Active ingredient (in each tablet)

Aspirin 81 mg (NSAID)*
*nonsteroidal anti-inflammatory drug

Purpose

Pain reliever

Uses

for the temporary relief of minor aches and pains or as recommended by your doctor

Warnings

Reye’s syndrome: Children and teenagers who have or are recovering from chicken pox or flu-like symptoms should not use this product. When using this product, if changes in behavior with nausea and vomiting occur, consult a doctor because these symptoms could be an early sign of Reye's syndrome, a rare but serious illness.

Allergy alert: Aspirin may cause a severe allergic reaction, which may include:

  • hives
  • facial swelling
  • shock
  • asthma (wheezing)

Stomach bleeding warning: This product contains an NSAID, which may cause severe stomach bleeding. The chance is higher if you:

  • are age 60 or older
  • take more or for a longer time than directed
  • take a blood thinning (anticoagulant) or steroid drug
  • have 3 or more alcoholic drinks every day while using this product
  • have had stomach ulcers or bleeding problems
  • take other drugs containing prescription or nonprescription NSAIDs [aspirin, ibuprofen, naproxen, or others]

Do not use

if you are allergic to aspirin or any other pain reliever/fever reducer.

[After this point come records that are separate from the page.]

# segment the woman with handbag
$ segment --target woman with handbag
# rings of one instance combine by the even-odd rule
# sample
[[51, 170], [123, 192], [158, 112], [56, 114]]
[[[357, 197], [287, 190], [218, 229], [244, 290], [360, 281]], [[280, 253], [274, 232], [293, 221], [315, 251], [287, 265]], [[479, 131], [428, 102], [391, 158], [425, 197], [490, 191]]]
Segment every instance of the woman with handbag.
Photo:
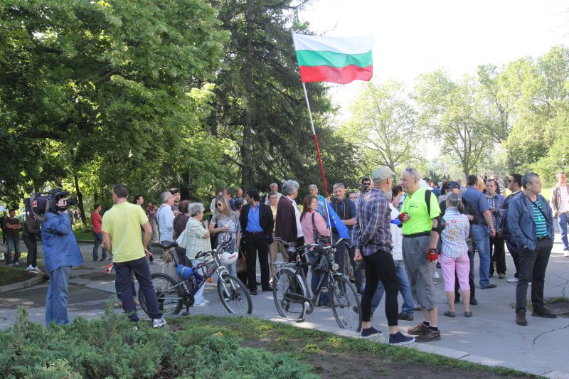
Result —
[[[182, 200], [178, 204], [178, 210], [180, 211], [175, 218], [174, 218], [174, 239], [177, 240], [182, 232], [186, 229], [186, 225], [190, 219], [190, 215], [188, 212], [188, 205], [190, 202], [187, 200]], [[190, 262], [186, 262], [186, 250], [184, 247], [177, 246], [175, 247], [176, 258], [179, 265], [184, 265], [184, 266], [189, 265]]]
[[[326, 227], [326, 221], [322, 215], [319, 213], [318, 199], [316, 196], [309, 195], [304, 198], [302, 203], [302, 213], [300, 215], [300, 225], [302, 227], [302, 233], [304, 235], [304, 242], [307, 244], [319, 243], [326, 244], [330, 242], [330, 230]], [[325, 257], [319, 257], [317, 253], [309, 250], [307, 252], [308, 260], [310, 262], [315, 262], [318, 259], [326, 259]], [[312, 273], [310, 287], [312, 293], [316, 292], [318, 283], [322, 274]], [[324, 283], [327, 286], [327, 283]], [[319, 306], [328, 305], [330, 300], [328, 294], [323, 292], [320, 294]]]
[[[211, 218], [209, 224], [209, 233], [217, 234], [216, 247], [219, 247], [225, 242], [231, 240], [231, 248], [233, 252], [238, 251], [239, 239], [241, 231], [241, 225], [239, 223], [239, 216], [231, 210], [225, 196], [219, 196], [216, 199], [216, 213]], [[237, 262], [229, 265], [227, 267], [229, 273], [237, 276]]]
[[[186, 224], [186, 229], [182, 235], [178, 238], [179, 245], [186, 249], [186, 257], [191, 260], [193, 267], [203, 262], [203, 260], [195, 259], [199, 252], [211, 250], [208, 222], [205, 221], [205, 228], [201, 223], [205, 210], [206, 208], [201, 203], [190, 203], [188, 205], [188, 210], [191, 217]], [[203, 297], [205, 287], [201, 286], [194, 296], [193, 306], [207, 306], [209, 304], [209, 301]]]

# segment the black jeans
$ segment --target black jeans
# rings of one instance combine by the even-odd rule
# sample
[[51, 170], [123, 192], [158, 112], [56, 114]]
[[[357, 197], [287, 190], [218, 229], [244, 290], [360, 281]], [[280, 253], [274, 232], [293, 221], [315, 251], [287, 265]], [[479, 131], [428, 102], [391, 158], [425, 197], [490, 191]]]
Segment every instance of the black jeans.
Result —
[[496, 262], [496, 271], [498, 274], [506, 274], [506, 250], [504, 247], [504, 237], [489, 237], [490, 238], [490, 274], [494, 274], [494, 265]]
[[134, 260], [115, 262], [115, 269], [117, 271], [117, 281], [119, 282], [118, 287], [121, 292], [120, 299], [122, 301], [122, 309], [129, 315], [131, 321], [138, 321], [137, 306], [134, 304], [134, 294], [132, 292], [133, 272], [138, 280], [140, 289], [144, 295], [144, 302], [147, 304], [149, 316], [151, 319], [161, 317], [162, 314], [158, 308], [156, 290], [152, 285], [148, 258], [142, 257]]
[[[334, 242], [335, 243], [336, 241], [340, 239], [340, 235], [338, 233], [332, 232], [332, 237], [334, 238]], [[346, 250], [348, 251], [348, 257], [350, 258], [350, 263], [351, 263], [351, 266], [353, 267], [353, 276], [356, 279], [356, 289], [358, 291], [361, 291], [363, 287], [363, 278], [361, 275], [361, 270], [356, 269], [356, 261], [353, 260], [353, 257], [356, 255], [356, 250], [349, 247], [348, 244], [349, 243], [350, 241], [348, 240], [346, 241], [346, 243], [341, 243], [338, 245], [338, 247], [336, 250], [336, 257], [334, 260], [336, 261], [336, 263], [340, 266], [340, 269], [338, 270], [338, 272], [345, 274], [344, 272], [344, 257], [346, 256]]]
[[22, 239], [26, 247], [28, 247], [28, 258], [26, 259], [26, 264], [28, 266], [38, 267], [38, 239], [36, 235], [33, 236], [29, 235], [23, 235]]
[[243, 234], [245, 257], [247, 258], [247, 283], [250, 291], [257, 291], [257, 252], [261, 267], [261, 288], [269, 288], [269, 241], [264, 234]]
[[511, 259], [514, 261], [514, 265], [516, 267], [516, 274], [514, 277], [519, 277], [520, 272], [520, 252], [517, 245], [509, 240], [508, 237], [506, 237], [506, 247], [508, 247], [508, 251], [511, 255]]
[[[470, 286], [470, 299], [474, 298], [476, 286], [474, 285], [474, 250], [472, 245], [468, 247], [468, 259], [470, 260], [470, 272], [468, 273], [468, 284]], [[454, 272], [454, 299], [460, 299], [460, 288], [458, 283], [458, 275]]]
[[549, 262], [549, 255], [553, 247], [553, 241], [546, 238], [538, 241], [536, 249], [523, 249], [520, 252], [519, 282], [516, 287], [516, 311], [526, 311], [527, 305], [528, 284], [531, 282], [531, 302], [534, 311], [545, 308], [543, 305], [543, 283], [546, 269]]
[[397, 312], [399, 304], [397, 296], [399, 284], [397, 282], [397, 272], [390, 253], [378, 250], [371, 255], [364, 255], [366, 261], [366, 288], [361, 297], [361, 320], [369, 321], [371, 313], [371, 299], [378, 288], [379, 281], [383, 283], [385, 289], [385, 317], [388, 325], [396, 326]]

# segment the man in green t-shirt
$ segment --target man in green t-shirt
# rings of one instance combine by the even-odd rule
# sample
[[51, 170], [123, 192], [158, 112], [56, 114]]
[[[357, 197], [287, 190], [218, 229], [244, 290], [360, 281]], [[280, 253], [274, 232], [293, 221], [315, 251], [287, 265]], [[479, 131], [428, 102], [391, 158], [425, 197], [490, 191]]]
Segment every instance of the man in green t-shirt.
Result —
[[[152, 285], [148, 260], [151, 253], [144, 247], [150, 242], [152, 228], [142, 208], [127, 201], [128, 197], [129, 188], [125, 185], [116, 184], [112, 188], [115, 205], [102, 217], [102, 243], [113, 257], [122, 309], [133, 322], [138, 322], [132, 287], [134, 272], [144, 295], [148, 314], [152, 318], [152, 327], [159, 328], [166, 325], [166, 320], [158, 307]], [[144, 230], [144, 245], [141, 226]]]
[[437, 217], [440, 209], [437, 196], [427, 193], [430, 191], [427, 188], [420, 187], [419, 180], [419, 172], [415, 169], [405, 169], [401, 174], [401, 186], [407, 196], [400, 217], [403, 228], [403, 262], [413, 296], [420, 304], [425, 317], [423, 322], [408, 333], [416, 335], [418, 342], [428, 342], [440, 339], [432, 279], [438, 257]]

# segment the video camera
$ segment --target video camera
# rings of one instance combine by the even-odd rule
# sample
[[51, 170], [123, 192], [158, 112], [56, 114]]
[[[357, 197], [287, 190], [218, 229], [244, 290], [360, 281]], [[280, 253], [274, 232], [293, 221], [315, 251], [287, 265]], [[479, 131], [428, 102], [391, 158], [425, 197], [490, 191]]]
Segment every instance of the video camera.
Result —
[[368, 192], [369, 192], [370, 189], [371, 188], [369, 188], [369, 186], [368, 186], [367, 184], [363, 184], [361, 187], [360, 187], [360, 192], [363, 193], [367, 193]]
[[24, 199], [26, 213], [33, 213], [40, 221], [45, 221], [46, 211], [57, 213], [78, 204], [77, 198], [68, 198], [63, 206], [58, 206], [59, 201], [68, 196], [69, 191], [61, 188], [54, 188], [48, 192], [34, 192]]

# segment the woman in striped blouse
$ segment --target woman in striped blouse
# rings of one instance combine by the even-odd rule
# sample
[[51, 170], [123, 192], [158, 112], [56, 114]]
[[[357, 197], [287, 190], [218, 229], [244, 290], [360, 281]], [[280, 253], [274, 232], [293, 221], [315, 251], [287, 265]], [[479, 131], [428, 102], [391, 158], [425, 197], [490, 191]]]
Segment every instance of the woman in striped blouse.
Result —
[[449, 302], [449, 310], [445, 316], [454, 317], [454, 272], [457, 273], [460, 291], [464, 304], [464, 316], [471, 317], [470, 286], [468, 284], [468, 274], [470, 271], [470, 261], [468, 259], [468, 245], [467, 238], [470, 228], [468, 218], [459, 212], [462, 207], [460, 194], [451, 192], [447, 197], [447, 211], [442, 217], [445, 229], [441, 233], [442, 251], [439, 257], [445, 278], [445, 291]]

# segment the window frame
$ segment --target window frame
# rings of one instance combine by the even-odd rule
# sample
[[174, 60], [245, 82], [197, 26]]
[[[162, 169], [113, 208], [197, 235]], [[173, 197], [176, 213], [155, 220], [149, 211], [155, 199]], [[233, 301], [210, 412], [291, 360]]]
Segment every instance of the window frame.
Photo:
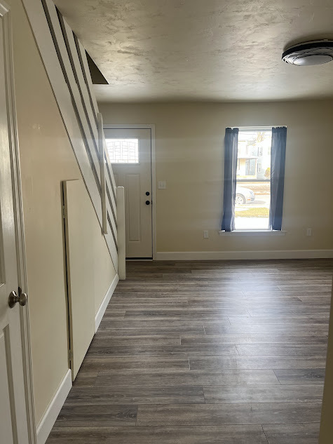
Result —
[[[238, 133], [238, 138], [239, 138], [239, 133], [240, 133], [242, 131], [272, 131], [273, 126], [251, 126], [251, 127], [247, 127], [247, 126], [238, 126], [237, 127], [238, 128], [239, 130], [239, 133]], [[259, 149], [261, 148], [261, 151], [259, 152]], [[269, 149], [269, 155], [271, 156], [271, 149]], [[247, 147], [247, 152], [248, 152], [248, 147]], [[261, 154], [259, 154], [259, 152], [261, 153]], [[258, 158], [262, 156], [262, 147], [259, 147], [258, 149]], [[238, 161], [239, 159], [237, 159], [237, 161]], [[256, 163], [257, 163], [257, 166], [256, 166], [256, 172], [257, 173], [261, 173], [257, 171], [257, 168], [258, 168], [258, 162], [257, 160], [256, 160]], [[262, 168], [262, 165], [261, 163], [260, 163], [260, 166], [261, 166], [261, 169]], [[249, 166], [250, 167], [250, 166]], [[261, 182], [262, 180], [259, 180], [259, 181]], [[266, 182], [266, 181], [265, 181]], [[271, 179], [269, 180], [269, 182], [271, 182]], [[237, 183], [241, 183], [238, 182], [238, 181], [236, 180], [236, 184]], [[247, 236], [247, 235], [260, 235], [260, 234], [273, 234], [273, 235], [280, 235], [280, 236], [284, 236], [285, 234], [285, 231], [280, 231], [280, 230], [273, 230], [271, 228], [267, 228], [267, 229], [262, 229], [262, 228], [257, 228], [257, 229], [235, 229], [233, 231], [219, 231], [219, 234], [220, 236], [224, 236], [224, 235], [233, 235], [233, 236]]]

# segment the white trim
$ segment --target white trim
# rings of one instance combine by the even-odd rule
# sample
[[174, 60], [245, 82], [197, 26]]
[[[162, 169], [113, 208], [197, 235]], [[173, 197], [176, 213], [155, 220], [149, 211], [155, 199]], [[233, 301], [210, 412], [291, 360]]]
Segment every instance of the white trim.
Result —
[[[0, 0], [1, 1], [1, 0]], [[83, 105], [82, 104], [79, 86], [75, 81], [74, 71], [69, 59], [69, 53], [66, 49], [65, 41], [62, 30], [60, 27], [60, 23], [57, 18], [57, 13], [55, 6], [52, 0], [22, 0], [30, 25], [32, 29], [34, 36], [37, 43], [37, 47], [41, 54], [43, 63], [46, 74], [51, 86], [55, 101], [59, 108], [62, 121], [67, 130], [69, 142], [74, 152], [79, 168], [82, 175], [83, 182], [85, 183], [87, 191], [90, 198], [93, 206], [95, 209], [98, 222], [102, 228], [102, 201], [98, 186], [96, 182], [94, 173], [91, 168], [90, 162], [88, 154], [85, 146], [84, 140], [86, 140], [87, 143], [90, 147], [90, 154], [94, 158], [94, 164], [97, 168], [97, 173], [99, 175], [100, 163], [97, 159], [97, 154], [95, 147], [93, 147], [93, 137], [90, 137], [89, 124], [86, 118]], [[50, 23], [46, 15], [46, 11], [43, 9], [43, 4], [46, 5], [46, 15], [50, 18]], [[64, 20], [63, 21], [64, 22]], [[54, 27], [54, 28], [53, 28]], [[52, 32], [58, 37], [57, 40], [57, 46], [61, 49], [62, 62], [65, 64], [67, 68], [67, 74], [69, 79], [69, 86], [75, 98], [72, 101], [71, 93], [69, 92], [69, 86], [67, 84], [66, 80], [62, 72], [57, 51], [53, 42], [51, 34]], [[69, 29], [67, 27], [69, 32]], [[69, 32], [70, 34], [70, 32]], [[74, 45], [73, 45], [74, 46]], [[81, 55], [83, 53], [81, 52]], [[87, 66], [86, 64], [84, 64]], [[86, 73], [87, 76], [89, 73]], [[86, 104], [86, 106], [90, 105], [90, 102]], [[78, 110], [79, 116], [76, 116], [76, 109]], [[92, 125], [95, 123], [90, 122]], [[82, 135], [83, 131], [86, 137]], [[112, 190], [110, 190], [110, 193]], [[115, 191], [115, 190], [114, 190]], [[116, 209], [114, 209], [116, 213]], [[111, 215], [109, 215], [110, 219], [112, 220]], [[104, 238], [109, 251], [111, 259], [114, 265], [116, 271], [118, 270], [118, 257], [115, 253], [116, 245], [114, 245], [114, 238], [111, 232], [104, 234]], [[115, 234], [115, 236], [116, 234]]]
[[55, 396], [48, 405], [37, 426], [37, 444], [45, 444], [55, 419], [60, 412], [66, 398], [72, 389], [72, 370], [68, 370], [64, 376]]
[[219, 236], [285, 236], [287, 231], [271, 229], [238, 229], [233, 231], [219, 231]]
[[327, 259], [333, 250], [290, 250], [273, 251], [163, 251], [156, 260], [233, 260], [265, 259]]
[[0, 15], [4, 17], [8, 12], [9, 12], [11, 7], [4, 1], [4, 0], [0, 0]]
[[152, 224], [152, 242], [153, 242], [153, 260], [156, 260], [156, 158], [155, 148], [155, 124], [147, 123], [132, 123], [119, 125], [104, 123], [103, 125], [104, 130], [150, 130], [151, 137], [151, 193], [152, 193], [152, 211], [151, 211], [151, 224]]
[[[13, 207], [16, 231], [16, 257], [18, 262], [18, 285], [27, 293], [27, 264], [25, 256], [25, 241], [22, 200], [22, 184], [20, 166], [18, 122], [16, 116], [16, 101], [14, 84], [14, 65], [13, 54], [13, 31], [11, 13], [9, 6], [0, 1], [0, 15], [4, 17], [4, 59], [5, 68], [6, 93], [7, 102], [7, 119], [8, 125], [9, 147], [12, 158], [12, 176], [13, 191]], [[30, 328], [28, 303], [20, 308], [21, 326], [22, 357], [23, 377], [25, 389], [25, 405], [28, 428], [28, 441], [36, 444], [36, 422], [34, 415], [34, 389], [32, 382], [32, 364], [31, 357]]]
[[95, 332], [96, 332], [98, 330], [98, 327], [100, 326], [100, 321], [102, 321], [102, 318], [105, 313], [105, 310], [107, 309], [107, 304], [110, 302], [111, 297], [114, 294], [114, 291], [117, 286], [117, 283], [119, 281], [119, 276], [118, 274], [116, 274], [112, 282], [111, 283], [110, 286], [109, 287], [105, 296], [104, 297], [103, 300], [100, 305], [100, 308], [96, 313], [96, 316], [95, 316]]

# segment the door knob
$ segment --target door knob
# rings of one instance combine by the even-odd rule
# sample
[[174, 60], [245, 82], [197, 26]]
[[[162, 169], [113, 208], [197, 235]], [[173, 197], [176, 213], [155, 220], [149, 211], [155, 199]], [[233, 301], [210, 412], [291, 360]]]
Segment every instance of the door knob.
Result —
[[28, 298], [27, 293], [22, 293], [21, 289], [19, 288], [18, 295], [16, 292], [13, 290], [8, 297], [8, 305], [11, 309], [15, 306], [16, 302], [18, 302], [21, 307], [24, 307], [27, 304], [27, 300]]

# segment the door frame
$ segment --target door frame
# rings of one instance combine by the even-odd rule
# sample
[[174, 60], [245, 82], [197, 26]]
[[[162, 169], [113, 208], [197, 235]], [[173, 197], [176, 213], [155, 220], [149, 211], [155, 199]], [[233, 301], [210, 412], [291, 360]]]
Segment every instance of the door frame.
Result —
[[[4, 61], [5, 69], [5, 86], [8, 126], [9, 151], [11, 157], [13, 198], [15, 217], [16, 255], [18, 261], [18, 285], [24, 292], [28, 292], [27, 264], [25, 256], [25, 231], [23, 222], [23, 206], [20, 166], [16, 103], [14, 86], [14, 64], [11, 8], [0, 0], [0, 15], [4, 24]], [[20, 307], [21, 325], [22, 356], [23, 378], [25, 389], [25, 404], [28, 425], [28, 440], [31, 444], [36, 443], [36, 428], [34, 415], [32, 365], [31, 356], [30, 328], [29, 320], [29, 303]]]
[[151, 228], [152, 228], [152, 243], [153, 243], [153, 260], [156, 260], [156, 156], [155, 156], [155, 125], [154, 123], [144, 125], [140, 124], [121, 124], [114, 125], [104, 123], [104, 130], [150, 130], [151, 139]]

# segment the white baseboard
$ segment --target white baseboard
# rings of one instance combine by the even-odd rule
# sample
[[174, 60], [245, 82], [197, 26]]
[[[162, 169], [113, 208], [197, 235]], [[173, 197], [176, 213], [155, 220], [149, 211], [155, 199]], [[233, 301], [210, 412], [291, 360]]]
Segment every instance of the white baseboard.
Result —
[[37, 426], [37, 444], [46, 442], [71, 388], [72, 371], [69, 369]]
[[327, 259], [333, 250], [290, 250], [273, 251], [163, 251], [156, 260], [232, 260], [260, 259]]
[[107, 291], [107, 293], [104, 297], [101, 304], [100, 305], [100, 308], [96, 313], [96, 316], [95, 316], [95, 332], [97, 331], [98, 327], [100, 324], [100, 321], [102, 321], [102, 318], [103, 317], [104, 314], [105, 313], [105, 310], [107, 309], [107, 304], [110, 302], [111, 297], [112, 296], [118, 281], [119, 276], [117, 274], [111, 283], [111, 285], [109, 287], [108, 290]]

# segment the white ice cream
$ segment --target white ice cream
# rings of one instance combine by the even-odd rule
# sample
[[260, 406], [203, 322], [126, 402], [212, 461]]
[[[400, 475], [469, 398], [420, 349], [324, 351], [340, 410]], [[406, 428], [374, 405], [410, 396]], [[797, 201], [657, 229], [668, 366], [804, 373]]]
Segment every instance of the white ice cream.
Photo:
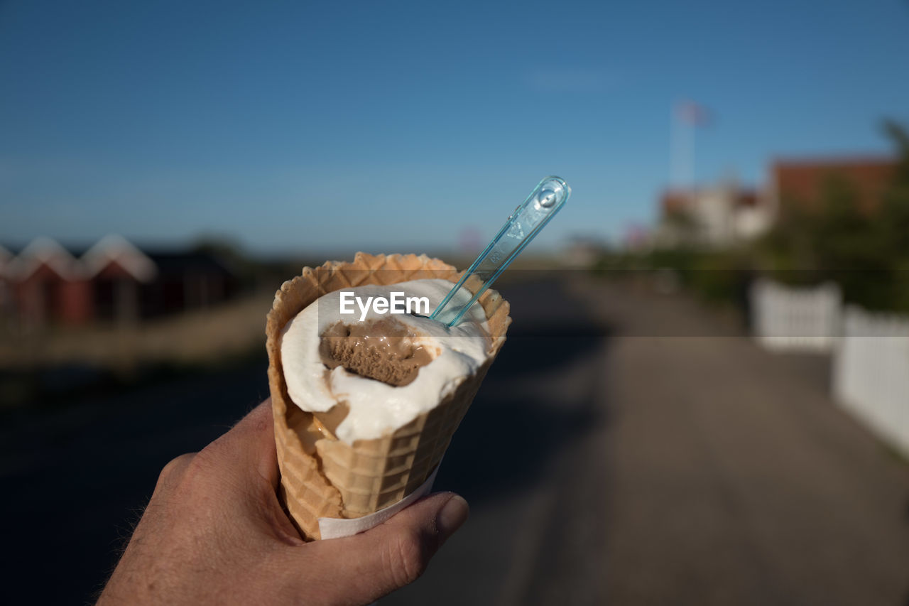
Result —
[[[423, 279], [345, 290], [353, 290], [364, 300], [366, 297], [390, 298], [392, 291], [404, 291], [409, 297], [428, 298], [432, 311], [452, 286], [445, 279]], [[469, 297], [464, 289], [458, 294], [464, 298], [459, 298], [462, 302]], [[454, 304], [453, 301], [450, 305]], [[324, 295], [297, 314], [281, 333], [281, 359], [291, 399], [309, 412], [327, 412], [338, 402], [345, 402], [350, 412], [338, 425], [335, 434], [348, 444], [356, 439], [382, 438], [431, 410], [489, 357], [489, 327], [479, 303], [474, 303], [451, 328], [427, 318], [408, 314], [389, 316], [372, 308], [364, 321], [385, 318], [393, 318], [410, 327], [420, 336], [415, 341], [438, 352], [407, 385], [394, 387], [354, 374], [340, 366], [327, 373], [319, 356], [321, 335], [335, 322], [349, 325], [360, 321], [359, 308], [355, 315], [341, 315], [340, 291]]]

Ask a doctor before use if

  • stomach bleeding warning applies to you
  • you have a history of stomach problems, such as heartburn
  • you have high blood pressure, heart disease, liver cirrhosis or kidney disease
  • you have asthma
  • you are taking a diuretic

Ask a doctor or pharmacist before use if you are

taking a prescription drug for

  • gout
  • diabetes
  • arthritis

Stop use and ask a doctor if

  • you experience any of the following signs of stomach bleeding:
    • feel faint
    • have bloody or black stools
    • vomit blood
    • have stomach pain that does not get better
  • an allergic reaction occurs. Seek medical help right away.
  • new symptoms occur
  • ringing in the ears or loss of hearing occurs
  • pain gets worse or lasts more than 10 days
  • redness or swelling is present

These could be signs of a serious condition.

If pregnant or breast-feeding,

ask a health professional before use. It is especially important not to use aspirin during the last 3 months of pregnancy unless definitely directed to do so by a doctor because it may cause problems in the unborn child or complications during delivery.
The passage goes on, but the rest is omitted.